Project plan - Linux project (ICT4TN018 Haaga-Helia course)

  • Code delivery on due date to Github

  • Week 14 (due date 8.4)

    • Adapting: tracking object saving (2-4h)
    • Result: Ability to track multiple objects in video
    • DoD: Can track two different objects and separate them
  • Week 15 (due date 15.4)

    • Adapting: tracking object not moving algorithm (2-4h)
    • Result: Ability to detect a person laying down or not moving
    • DoD: Will be able to tell when a object has not moved over the threshold movement in threshold time
  • Week 16 (due date 22.4)

    • Optional, time can be spent on earlier tasks if needed
    • Adapting: fall detection algorithm(s) (6-8h)
    • Result: Ability to detect falls
    • DoD: Is able to detect over 90% of the falls in the video stream.
  • Week 17 (due date 29.4)

    • Testing (4h)
    • Result: Ability to show results of the product
    • DoD: Tested with at least 10 cases.
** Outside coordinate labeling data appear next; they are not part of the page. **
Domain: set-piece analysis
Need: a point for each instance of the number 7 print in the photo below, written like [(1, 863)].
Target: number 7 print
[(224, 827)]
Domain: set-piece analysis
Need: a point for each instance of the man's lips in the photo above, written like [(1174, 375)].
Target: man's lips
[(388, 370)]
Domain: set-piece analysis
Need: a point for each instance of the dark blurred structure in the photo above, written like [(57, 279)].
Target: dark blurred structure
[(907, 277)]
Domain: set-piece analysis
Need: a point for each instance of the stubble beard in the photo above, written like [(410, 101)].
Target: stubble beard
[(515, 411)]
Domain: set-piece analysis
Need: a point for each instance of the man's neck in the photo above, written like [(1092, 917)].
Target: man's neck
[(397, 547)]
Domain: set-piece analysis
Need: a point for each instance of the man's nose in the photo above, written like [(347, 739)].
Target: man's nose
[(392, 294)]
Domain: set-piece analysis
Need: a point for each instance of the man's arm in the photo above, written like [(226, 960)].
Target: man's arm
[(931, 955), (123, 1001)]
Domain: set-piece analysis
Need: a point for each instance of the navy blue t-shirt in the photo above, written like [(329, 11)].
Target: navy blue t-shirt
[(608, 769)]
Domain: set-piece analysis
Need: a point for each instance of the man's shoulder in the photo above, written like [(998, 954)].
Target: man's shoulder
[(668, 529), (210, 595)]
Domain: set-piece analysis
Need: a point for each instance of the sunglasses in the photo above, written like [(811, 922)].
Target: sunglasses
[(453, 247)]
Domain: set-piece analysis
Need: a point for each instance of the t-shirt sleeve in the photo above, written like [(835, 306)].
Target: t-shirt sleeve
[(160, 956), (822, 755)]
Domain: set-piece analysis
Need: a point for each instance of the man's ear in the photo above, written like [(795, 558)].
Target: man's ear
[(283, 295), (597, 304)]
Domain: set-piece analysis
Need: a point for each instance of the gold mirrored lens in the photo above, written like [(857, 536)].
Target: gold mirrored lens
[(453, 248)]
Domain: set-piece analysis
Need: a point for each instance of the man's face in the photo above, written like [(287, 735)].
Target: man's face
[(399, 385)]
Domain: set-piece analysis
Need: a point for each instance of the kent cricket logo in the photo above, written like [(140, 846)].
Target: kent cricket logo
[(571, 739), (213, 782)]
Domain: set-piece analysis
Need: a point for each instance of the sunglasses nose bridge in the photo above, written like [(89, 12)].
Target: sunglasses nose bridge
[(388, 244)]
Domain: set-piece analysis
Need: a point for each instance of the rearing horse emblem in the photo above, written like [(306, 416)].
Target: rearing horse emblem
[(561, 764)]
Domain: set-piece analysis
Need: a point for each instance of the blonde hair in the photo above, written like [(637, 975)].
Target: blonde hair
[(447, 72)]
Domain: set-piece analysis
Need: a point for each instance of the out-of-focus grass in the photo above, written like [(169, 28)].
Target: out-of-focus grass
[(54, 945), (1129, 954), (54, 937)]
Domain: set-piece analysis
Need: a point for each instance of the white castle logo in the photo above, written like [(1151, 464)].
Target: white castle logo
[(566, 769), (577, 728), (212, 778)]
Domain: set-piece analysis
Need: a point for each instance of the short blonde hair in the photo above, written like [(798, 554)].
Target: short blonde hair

Test results documented.
    • Finishing the product for the presentation

Fall detector installation

Fall detector is installed to a Raspberry Pi 3 model B. Now follows a step-by-step guide for the installation.

For debuggin purposes RASPBIAN JESSIE (Full desktop image based on Debian Jessie) is installed as the operating system (OS). For the commercial version RASPBIAN JESSIE LITE (Minimal image based on Debian Jessie) with Python and OpenCV installed would be better.

Installing the operating system to the SD card is simple and Raspberry Pi foundation has it all covered up on their website.

After the OS is runnign there are a few things that should be done. Localisation options can be set, if needed, with raspi-config. The following commands will set it to Finnish.

sudo raspi-config

5 Internationalisation Options

I1 Change locale


Keyboard language can be set to Finnish, or any other language, with setxbmap.

setxkbmap fi

Now everything can be updated. This can be made by connecting the device to the internet, via wifi or ethernet. After the connection is established the package list should be updated and then every program should be upgraded and lastly downloaded packages should be cleaned up. This can be made with the following commands.

sudo apt-get udpdate

sudo apt-get dist-upgrade

sudo apt-get clean

After this the latest firmaware should be updated. Raspbian has a tool called rpi-update pre-installed and this can be used for the purpose.

sudo rpi-update

After the firmware is updated, a restart of the system is needed.

sudo shutdown -r 0

Python should be already installed in the system. This can be verified with running python from the terminal.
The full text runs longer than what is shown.